Sensory Gymnastics.—We have barely touched on the sorts of object-lessons, appealing now to one sense and now to another, which should come incidentally every day in the family. We are apt to regard an American Indian as a quite uneducated person; he is, on the contrary, highly educated in so far as that he is able to discriminate sensory impressions, and to take action upon these, in a way which is bewildering to the book-learned European. It would be well for parents to educate a child, for the first half-dozen years of his life, at any rate, on ‘Red Indian’ lines. Besides the few points we have mentioned, he should be able to discriminate colours and shades of colour; relative degrees of heat in woollen, wood, iron, marble, ice; should learn to use of the thermometer; should discriminate objects according to their degrees of hardness; should have a cultivated eye and touch for texture; should, in fact, be able to get as much information about an object from a few minutes’ study as to its form, colour, texture, size, weight, qualities, parts, characteristics, as he could learn out of many pages of a printed book. We approach the subject by the avenue of the child’s senses rather than by that of the objects to be studied, because just now we have in view
the occasional test exercises, the purpose of which is to give thorough cultures to the several senses. An acquaintance with Nature and natural objects is another thing, and is to be approached in a slightly different way. A boy who is observing a beetle does not consciously apply his several senses to the beetle, but lets the beetle take the initiative, which the boy reverently follows: but the boy who is in the habit of doing sensory daily gymnastics will learn a great deal more about the beetle than he who is not so trained.
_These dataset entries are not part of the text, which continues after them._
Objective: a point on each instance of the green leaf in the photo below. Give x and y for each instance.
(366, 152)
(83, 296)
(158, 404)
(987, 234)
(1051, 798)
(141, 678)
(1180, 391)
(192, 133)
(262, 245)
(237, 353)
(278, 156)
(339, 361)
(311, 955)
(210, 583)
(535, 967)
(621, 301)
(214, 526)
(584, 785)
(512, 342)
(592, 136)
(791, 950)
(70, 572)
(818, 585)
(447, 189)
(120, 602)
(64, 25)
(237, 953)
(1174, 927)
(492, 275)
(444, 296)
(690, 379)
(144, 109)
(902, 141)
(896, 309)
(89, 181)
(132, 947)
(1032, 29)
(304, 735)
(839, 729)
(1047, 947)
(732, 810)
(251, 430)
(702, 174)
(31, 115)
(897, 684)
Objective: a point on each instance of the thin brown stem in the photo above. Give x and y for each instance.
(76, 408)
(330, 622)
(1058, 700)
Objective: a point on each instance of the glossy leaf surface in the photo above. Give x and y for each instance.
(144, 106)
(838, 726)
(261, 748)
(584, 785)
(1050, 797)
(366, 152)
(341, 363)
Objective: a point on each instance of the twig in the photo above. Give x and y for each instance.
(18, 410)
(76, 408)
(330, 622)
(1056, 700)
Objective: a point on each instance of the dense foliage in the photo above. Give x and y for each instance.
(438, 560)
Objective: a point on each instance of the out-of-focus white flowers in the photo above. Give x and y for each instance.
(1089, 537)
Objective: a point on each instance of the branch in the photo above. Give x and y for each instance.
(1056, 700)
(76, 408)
Sensory Games.—Definite object-lessons differ from these incidental exercises in that an object is in a manner exhausted by each of the senses in turn, and every atom of information it will yield got out of it. A good plan is to a make this sort of a lesson a game. Pass your object round—a piece of bread, for example—and let each child tell some fact that he discovers by touch; another round, by smell; again, by taste; and again, by sight. Children are most ingenious in this kind of game, and it affords opportunities to give them new words, as friable, elastic, when they really ask to be helped to express in a word some discovery they have made. Children learn in this way to think with exactitude, to distinguish between friable and brittle; and any common information that is offered to them in the course of these exercises becomes a possession for ever. A good game in the nature of an object-lesson, suitable for a birthday party, is to have a hundred objects arranged on a table, unknown to the children; then lead the little party into the room, allow them three minutes to walk round the table; afterwards, when they have left the room, let them write or tell in a corner, the
names of all the objects they recollect. Some children will easily get fifty or sixty.
No doubt the best and happiest exercise of the senses springs out of a loving familiarity with the world of nature, but the sorts of gymnastics we have indicated render the perceptions more acute, and are greatly enjoyed by children. That the sensations should not be permitted to minister unduly to the subjective consciousness of the child is the great point to be borne in mind.